Nikkomycin Z (nikZ) is a
chitin synthase inhibitor. Efficacy against Coccidioides has been demonstrated in animal models of pulmonary or brain
infection. Its short half-life in mice and in humans would necessitate divided daily dosing. We assayed nikZ efficacy in disseminated
coccidioidomycosis (in a reduction of CFU design) and whether sustained release might be useful. Mice were challenged intravenously with low or high arthroconidial inocula.

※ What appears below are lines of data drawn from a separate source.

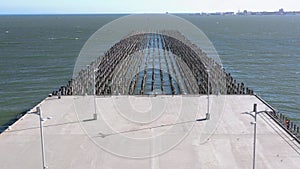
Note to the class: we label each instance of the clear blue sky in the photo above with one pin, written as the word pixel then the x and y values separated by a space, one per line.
pixel 142 6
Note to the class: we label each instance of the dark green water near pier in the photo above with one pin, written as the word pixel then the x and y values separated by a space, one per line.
pixel 38 53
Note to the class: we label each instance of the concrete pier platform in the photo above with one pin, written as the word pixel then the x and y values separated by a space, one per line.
pixel 148 132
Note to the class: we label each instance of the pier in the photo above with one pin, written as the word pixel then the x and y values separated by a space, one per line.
pixel 153 100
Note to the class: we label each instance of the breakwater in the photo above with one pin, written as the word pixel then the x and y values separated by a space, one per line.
pixel 145 63
pixel 159 63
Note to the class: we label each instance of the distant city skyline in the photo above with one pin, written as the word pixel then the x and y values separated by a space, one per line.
pixel 139 6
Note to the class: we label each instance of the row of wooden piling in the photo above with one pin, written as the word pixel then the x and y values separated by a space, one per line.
pixel 186 64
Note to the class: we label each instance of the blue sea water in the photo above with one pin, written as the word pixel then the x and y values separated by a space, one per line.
pixel 38 53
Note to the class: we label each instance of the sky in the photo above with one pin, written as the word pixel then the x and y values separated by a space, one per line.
pixel 142 6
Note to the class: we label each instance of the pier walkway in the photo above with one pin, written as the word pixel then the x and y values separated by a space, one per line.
pixel 73 140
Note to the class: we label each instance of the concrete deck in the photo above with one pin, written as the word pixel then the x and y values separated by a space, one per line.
pixel 148 132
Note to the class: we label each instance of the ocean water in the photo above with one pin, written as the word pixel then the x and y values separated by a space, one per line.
pixel 37 55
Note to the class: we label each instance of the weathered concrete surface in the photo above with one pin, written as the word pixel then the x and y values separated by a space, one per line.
pixel 141 132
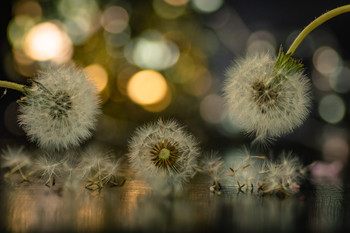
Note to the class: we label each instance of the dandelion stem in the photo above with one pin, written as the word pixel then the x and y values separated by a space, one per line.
pixel 12 85
pixel 314 24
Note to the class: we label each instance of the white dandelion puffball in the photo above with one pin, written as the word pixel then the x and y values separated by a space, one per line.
pixel 60 109
pixel 266 99
pixel 163 153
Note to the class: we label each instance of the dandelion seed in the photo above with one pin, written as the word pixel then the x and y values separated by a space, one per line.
pixel 213 166
pixel 244 169
pixel 60 109
pixel 163 153
pixel 283 175
pixel 48 167
pixel 17 160
pixel 268 96
pixel 98 168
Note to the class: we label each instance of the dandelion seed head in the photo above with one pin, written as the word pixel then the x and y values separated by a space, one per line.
pixel 15 157
pixel 268 101
pixel 60 109
pixel 163 152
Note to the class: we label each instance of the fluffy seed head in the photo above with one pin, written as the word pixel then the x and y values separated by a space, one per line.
pixel 60 109
pixel 163 152
pixel 268 96
pixel 15 157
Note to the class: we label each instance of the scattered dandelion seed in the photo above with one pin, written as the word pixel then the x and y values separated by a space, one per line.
pixel 17 160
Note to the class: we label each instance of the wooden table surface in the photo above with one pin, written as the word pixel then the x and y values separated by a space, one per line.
pixel 134 207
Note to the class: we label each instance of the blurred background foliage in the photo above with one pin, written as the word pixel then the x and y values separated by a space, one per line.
pixel 167 58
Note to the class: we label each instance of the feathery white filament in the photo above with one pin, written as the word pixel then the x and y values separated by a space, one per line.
pixel 266 100
pixel 60 109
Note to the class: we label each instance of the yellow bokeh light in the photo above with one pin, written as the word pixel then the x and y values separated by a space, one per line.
pixel 115 19
pixel 176 2
pixel 147 87
pixel 98 75
pixel 46 41
pixel 31 8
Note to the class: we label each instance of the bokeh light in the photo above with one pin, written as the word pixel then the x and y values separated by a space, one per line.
pixel 98 75
pixel 31 8
pixel 152 51
pixel 331 108
pixel 207 6
pixel 176 2
pixel 327 61
pixel 335 148
pixel 115 19
pixel 81 19
pixel 46 41
pixel 168 11
pixel 211 108
pixel 147 87
pixel 17 28
pixel 340 83
pixel 261 41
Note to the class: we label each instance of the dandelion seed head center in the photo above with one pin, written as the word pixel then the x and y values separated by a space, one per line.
pixel 265 95
pixel 62 104
pixel 164 153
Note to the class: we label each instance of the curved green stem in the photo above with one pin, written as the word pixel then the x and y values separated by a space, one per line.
pixel 314 24
pixel 11 85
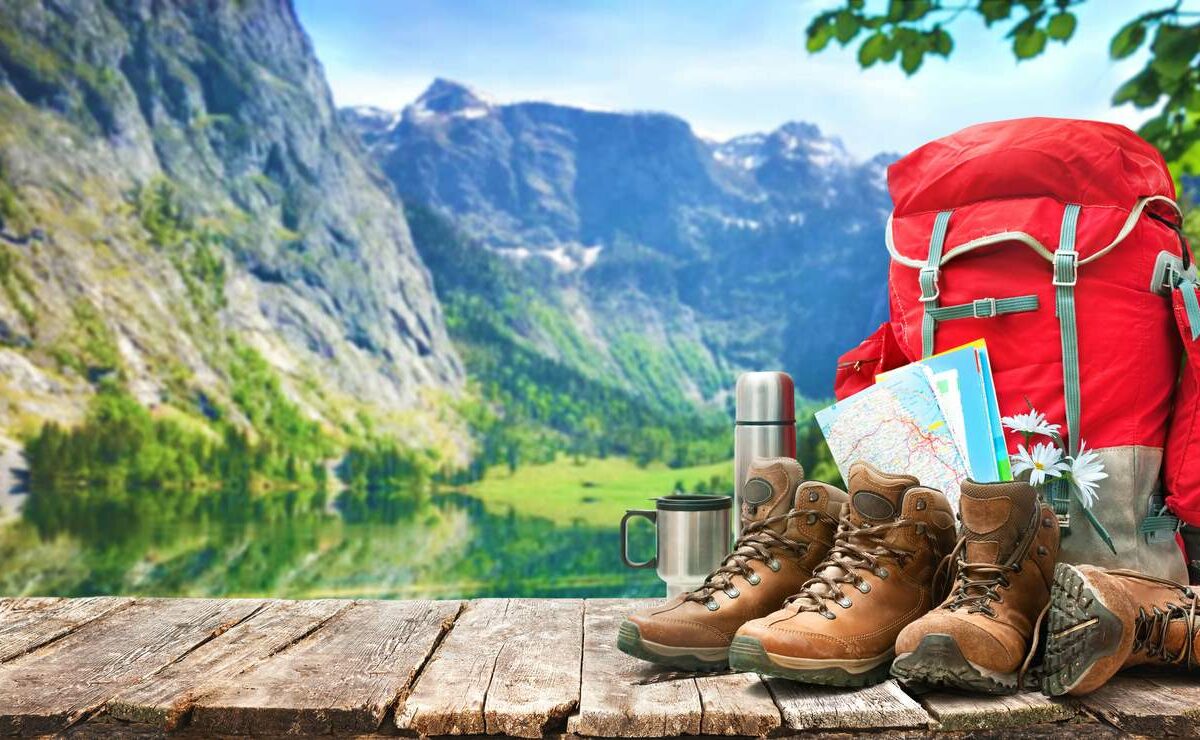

Fluconazole, clinically the most commonly used anticoccidioidal
drug, was compared (gavage) at high dose to a dose range of nikZ administered intraperitoneally or, to mimic sustained release, administered continuously in
drinking water.
Therapy was given for 5 days. In vitro, both
fluconazole and nikZ inhibited the isolate studied; nikZ was fungicidal. Oral nikZ
therapy gave similar results to intraperitoneal nikZ and sterilized
infection in most animals after low-inoculum challenge. In both challenges, oral nikZ produced greater reduction of CFU in organs (lung, liver, and spleen) than
fluconazole. Oral nikZ doses of ≥200 mg/kg of
body weight/day were particularly effective in all organs and were well tolerated. This efficacy occurred even though, after severe challenge, mice had reduced water intake, resulting in ingesting less than the desired dose, particularly initially after
infection. This study shows, for the first time, efficacy of nikZ against disseminated
coccidioidomycosis. Efficacy was shown after challenges producing different levels of severity of disease. This study also suggests the likely benefits of developing an
extended release formulation supplying continuous systemic concentrations of nikZ.